In this regard, first, I believe that you misinterpreted Whitehead. Nowhere in that decision is a statement to the effect that the interpretation of the state Freedom of Information Law must be based on or consistent with the interpretation of the federal Freedom of Information Act. The court in fact referred to an opinion rendered by this office in which it was advised that nothing in the state statute pertains to or requires that fees be waived and found that the opinion is "entitled to great weight and, if not irrational or unreasonable, should be upheld" (id., 519). While the decision included a discussion of provisions in the federal Act concerning fee waivers and the judicial interpretation of those provisions, the court "conclude[d] that respondent's refusal to waive the copying fees, on the ground that there is no provision for such a waiver in the Public Officers Law, is reasonable and should be upheld" (id., 520-521). In short, the determination was based on the language of the New York Freedom of Information Law, not the federal Freedom of Information Act or the decisions rendered under that statute. Further, the Court of Appeals, the state's highest court, has indicated in a footnote that the state statute is "patterned" after the analogous federal statute and that federal case law is "instructive" [Fink v. Lefkowitz, 47 NY 2d 568, 572 (1979)]; it is not binding.

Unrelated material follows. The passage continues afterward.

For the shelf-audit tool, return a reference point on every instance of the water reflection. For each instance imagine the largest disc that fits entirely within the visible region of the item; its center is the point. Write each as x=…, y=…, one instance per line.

I point out that the federal Act pertains only to federal agencies; it does not apply to records maintained by entities of state or local government. While the Act might serve as a model for other laws, each state has enacted its own version of an access law, and no two state laws are the same. A review of the New York and federal statutes reveals that they are similar in structure, but that there are crucial differences between the two in terms of their specific language. For example, the federal Act, which clearly deals with access to records, does not define the term "record." In contrast, the New York statute has included a definition of that term since 1978. Because of that critical provision, the interpretation of the state law and the federal Act have been different in significant ways.
In short, although the federal Act and the interpretations of that statute may serve to provide guidance, I do not believe that there is any requirement that they be followed or considered when determining issues under the state statute.
I hope that the foregoing serves to clarify your understanding of the matter.